Reports

    Is Kuaishou the Next Big Thing for Luxury Livestreaming in China?

    China’s video platforms have become powerful drivers of luxury purchases, piquing the interest of global brands hoping to tap China’s younger consumers.
    Kuaishou gained significantly more luxury cred by streaming Louis Vuitton’s S/S 2022 menswear collection. Image: Courtesy of Louis Vuitton
      Published   in Beauty

    Key Takeaways:#

    • With its users largely concentrated in lower-tier cities and rural areas, short video and livestreaming platform Kuaishou has been largely overlooked by major luxury brands.
    • With nearly 380 million daily active users and billions in revenue, the platform is increasingly difficult to ignore.
    • By livestreaming its recent Spring/Summer 2022 menswear collection on Kuaishou alongside Weibo and WeChat, Louis Vuitton gave Kuaishou significant luxury credibility, potentially a harbinger of what’s to come in the months ahead.

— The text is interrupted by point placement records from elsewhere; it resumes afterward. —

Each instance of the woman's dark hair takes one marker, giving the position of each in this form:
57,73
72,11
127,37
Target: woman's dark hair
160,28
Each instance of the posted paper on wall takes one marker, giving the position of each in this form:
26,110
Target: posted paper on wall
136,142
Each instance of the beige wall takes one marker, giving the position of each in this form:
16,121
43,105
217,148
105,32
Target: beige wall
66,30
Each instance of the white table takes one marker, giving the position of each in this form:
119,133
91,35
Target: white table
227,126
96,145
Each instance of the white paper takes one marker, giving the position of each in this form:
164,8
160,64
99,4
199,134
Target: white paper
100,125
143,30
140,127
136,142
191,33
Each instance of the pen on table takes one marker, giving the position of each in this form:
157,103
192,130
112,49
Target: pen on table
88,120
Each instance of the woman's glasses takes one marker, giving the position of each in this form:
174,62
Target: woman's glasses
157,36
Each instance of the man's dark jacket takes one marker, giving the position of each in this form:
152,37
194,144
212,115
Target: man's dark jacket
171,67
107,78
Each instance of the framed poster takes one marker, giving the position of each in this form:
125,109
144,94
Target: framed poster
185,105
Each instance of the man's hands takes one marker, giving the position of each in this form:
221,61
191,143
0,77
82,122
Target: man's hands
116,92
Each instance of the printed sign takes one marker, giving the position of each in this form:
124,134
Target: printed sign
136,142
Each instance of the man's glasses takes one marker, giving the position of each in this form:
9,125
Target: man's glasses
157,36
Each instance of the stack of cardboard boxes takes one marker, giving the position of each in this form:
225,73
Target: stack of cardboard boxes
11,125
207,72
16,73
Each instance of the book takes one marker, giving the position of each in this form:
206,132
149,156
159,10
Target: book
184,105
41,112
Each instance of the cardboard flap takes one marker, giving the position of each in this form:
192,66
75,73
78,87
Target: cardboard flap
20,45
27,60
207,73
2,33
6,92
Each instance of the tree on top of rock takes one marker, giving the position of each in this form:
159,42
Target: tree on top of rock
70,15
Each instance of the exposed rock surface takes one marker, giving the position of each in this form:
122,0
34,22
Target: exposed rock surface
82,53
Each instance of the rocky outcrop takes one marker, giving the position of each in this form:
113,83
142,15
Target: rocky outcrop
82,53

    Over the past few years, China’s video platforms have become powerful drivers of luxury, fashion, and beauty purchases, piquing the interest of global brands hoping to tap China’s younger millennial and Gen Z consumers on the platforms that matter most to them. And while Douyin (TikTok’s Chinese counterpart) gets most of the attention, the past 18 months have seen more high-end brands experimenting with Bilibili, looking to capture the modest but growing spending power of its more than 61 million daily active users (DAUs), more than 80 percent of whom are under the age of 25.

    Louis Vuitton, Gucci, and Dior are among the digitally adventurous luxury brands that have launched official accounts or ad campaigns on Bilibili. But Kuaishou, despite boasting nearly 380 million daily active users, has yet to attract much attention from global luxury brands.

    This most likely comes down to a misreading of Kuaishou’s user demographics. The platform is a money-making machine, hitting a gross merchandise value of RMB 118.6 billion ($18.3 billion) from e-commerce transactions during the first quarter of 2021, up nearly 220 percent from the same period last year. But its user base is largely concentrated in lower-tier cities and rural areas, in contrast to Douyin and Bilibili, which are geared towards the users in first- and second-tier cities, a more traditionally desirable audience for luxury brands.

    But consumers in lower-tier cities are, according to McKinsey & Company, “flush with disposable cash” owing to lower costs of living, with ample free time to follow trends and make online purchases. During the recent 618 shopping festival, Alibaba reported that Tmall Luxury Pavilion sales to consumers in third- and fourth-tier cities were up by 80 percent compared to 2020, with some far-flung locations, such as Qitaihe in northern Heilongjiang Province and Inner Mongolia’s Xilingol League, seeing luxury sales growth of over 150 percent. As a result, luxury’s disinterest in platforms that cater to these shoppers no longer makes much sense.

    With or without the active participation of luxury brands, the platform has made efforts to upgrade its image in terms of e-commerce. Last year, Kuaishou partnered with luxury e-commerce retailer Secoo to launch a 24-hour livestreaming channel around the time of the June 618 shopping festival. In just five hours, Secoo sold nearly $15 million worth of products from the likes of Louis Vuitton and Gucci, though that event relied heavily on discounts and subsidies to boost sales. More recently, Kuaishou has collaborated with Secoo to establish a 75,000-square-foot luxury “livestreaming base” that will allow as many as 300 hosts to broadcast simultaneously, and with JD.com to promote e-commerce livestreaming for beauty brands.

    Meanwhile, some leading influencers on Kuaishou, such as Luo Jia, the self-proclaimed “luxury livestreaming king,” have developed strong and lucrative followings, with Luo hosting sessions for Emporio Armani and Versace.

    More brands may be poised to test the waters on Kuaishou via content. On June 24, Louis Vuitton (which took its first stab at e-commerce livestreaming last spring on Xiaohongshu) broadcast its Paris fashion show for its Spring/Summer menswear 2022 collection on Kuaishou through a collaboration with Nylon magazine, marking the first ever livestream of a luxury brand runway show on the platform. Louis Vuitton also livestreamed the show on more established platforms for luxury brands such as Weibo and WeChat, but the results from Kuaishou are likely to attract attention from rival brands and luxury groups. Of the 131 million total views across platforms, Kuaishou reportedly contributed a significant chunk: 39 million, compared to Weibo’s 44 million.

    In the near-term at least, Kuaishou is likely to remain more a place to buy affordable beauty products and food, or offer virtual gifts to influencers, than a major luxury hotspot. But with brands far less concerned about working with a wide variety of digital channels in China than they were less than a decade ago (when many grappled with the idea of joining Weibo or WeChat at the risk of losing brand equity), it is very likely we’ll see a greater willingness from brands to incorporate Kuaishou into to their overall marketing strategies. At this point, any exposure — especially to a young and highly engaged audience of hundreds of millions of daily users — can’t hurt.